Pascadiskusi kelompok, lalu sharing hasil diskusi secara bersama, sebelum acara ditutup, jam menunjukkan pukul 15.00 Wita, diadakanlah pemilihan koordinator forum, yang tugasnya untuk senantiasa mengkonsolidasikan apa yang perlu dilakukan, sejenis follow up atas kegiatan ini. Terpilihlah bung Kasman McTutu secara aklamasi selaku koordinator. Dan, tepat pukul 15.30 Wita, acara FGD ditutup secara resmi, dengan ketukan palu, yang disambut dengan tepuk tangan dan derai hujan yang mengguyur lokasi persamuhan.
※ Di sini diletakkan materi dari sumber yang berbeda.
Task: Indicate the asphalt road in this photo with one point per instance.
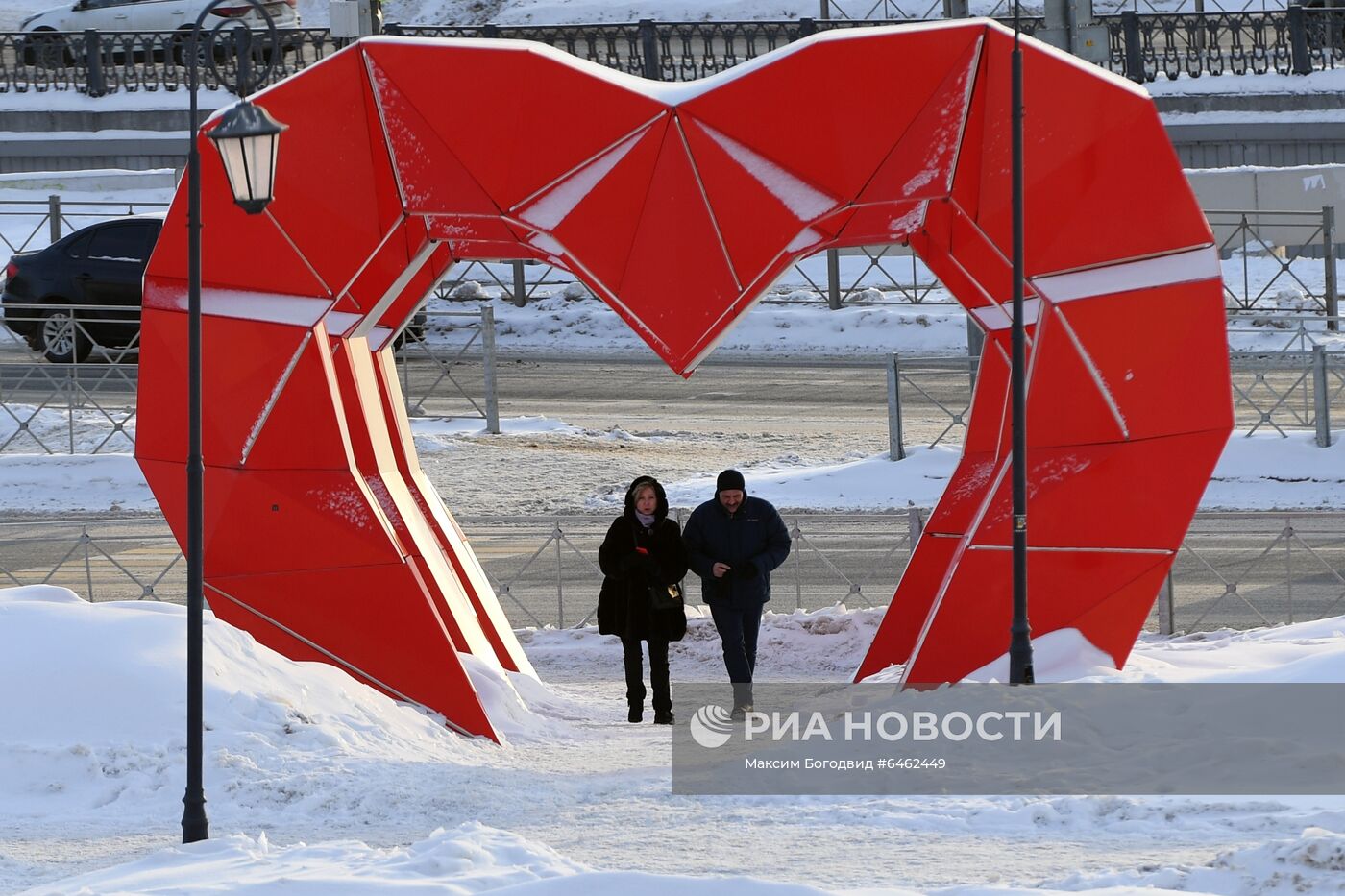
(1236, 574)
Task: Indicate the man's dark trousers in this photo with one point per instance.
(739, 633)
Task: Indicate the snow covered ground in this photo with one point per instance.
(318, 785)
(315, 12)
(1263, 472)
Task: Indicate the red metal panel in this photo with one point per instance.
(733, 175)
(432, 178)
(1184, 342)
(678, 328)
(306, 443)
(905, 617)
(451, 540)
(595, 211)
(507, 84)
(921, 163)
(970, 624)
(369, 620)
(834, 78)
(1082, 128)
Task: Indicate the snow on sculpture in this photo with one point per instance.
(678, 205)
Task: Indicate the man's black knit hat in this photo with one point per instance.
(729, 480)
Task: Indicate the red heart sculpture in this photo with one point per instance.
(679, 205)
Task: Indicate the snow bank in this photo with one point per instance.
(1313, 862)
(90, 747)
(100, 702)
(794, 646)
(796, 327)
(1261, 472)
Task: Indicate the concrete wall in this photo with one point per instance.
(1305, 188)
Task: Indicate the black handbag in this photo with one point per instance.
(666, 596)
(662, 597)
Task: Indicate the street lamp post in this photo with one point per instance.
(1019, 631)
(246, 138)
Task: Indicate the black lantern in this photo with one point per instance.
(248, 138)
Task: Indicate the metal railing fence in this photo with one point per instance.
(930, 399)
(1234, 569)
(1282, 262)
(1278, 261)
(1284, 40)
(34, 224)
(1142, 44)
(439, 363)
(446, 368)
 Sembari menunggu hujan reda, saya terlibat bincang-bincang ringan dengan beberapa kawan peserta FGD, yang sebenarnya telah cukup lama saya kenal sebelumnya. Salah seorangnya adalah sohib saya, Herman Pabau, yang mengantar pasangannya ikut diskusi, waima ia juga ikut nimbrung. Adalah bung Kasman McTutu yang memulai perkara, dikeluarkanlah sebuah buku yang berjudul, Sejarah Dunia untuk Pembaca Muda, karangan Ernst H. Gombrich, terbitan Marjin Kiri, November 2015.
 
Kasman McTutu dengan segenap dayanya mendedahkan akan kedahsyatan buku tersebut. Saya ikut menyimak, namun yang lebih terpengaruh adalah Herman Pabau. Sampai-sampai ia menanyakan berapa harga buku itu, dan Kasman McTutu pun menyahut bahwa “harganya sewaktu ia beli sekitar sembilan puluh ribuan”. Oleh Herman Pabau dieksekusi dengan selembar uang merah, seratus ribu sebagai pengganti. Biar Kasman McTutu beli lagi.
 
Namun apa lacur, buku itu saya sudah pegang. Dan, dengan enteng saya tabalkan ucapan terimakasih pada sang sohib atas budi baiknya membayarkan buku itu buat saya. Beberapa kawan yang melihat peristiwa itu sebagai kejadian yang di luar kebiasaan. Ada yang terperangah, sebegitu mudahnya saya menyalib ulah guna mendapatkan buku itu. Banyak yang tidak menduga sebegitu jauh persohiban saya dengan Herman Pabau, bahwa sesungguhnya, ulah-ulah seperti itu, antara saya dengannya, ibarat tembang kenangan yang diputar kembali, “milikmu milikku jua”.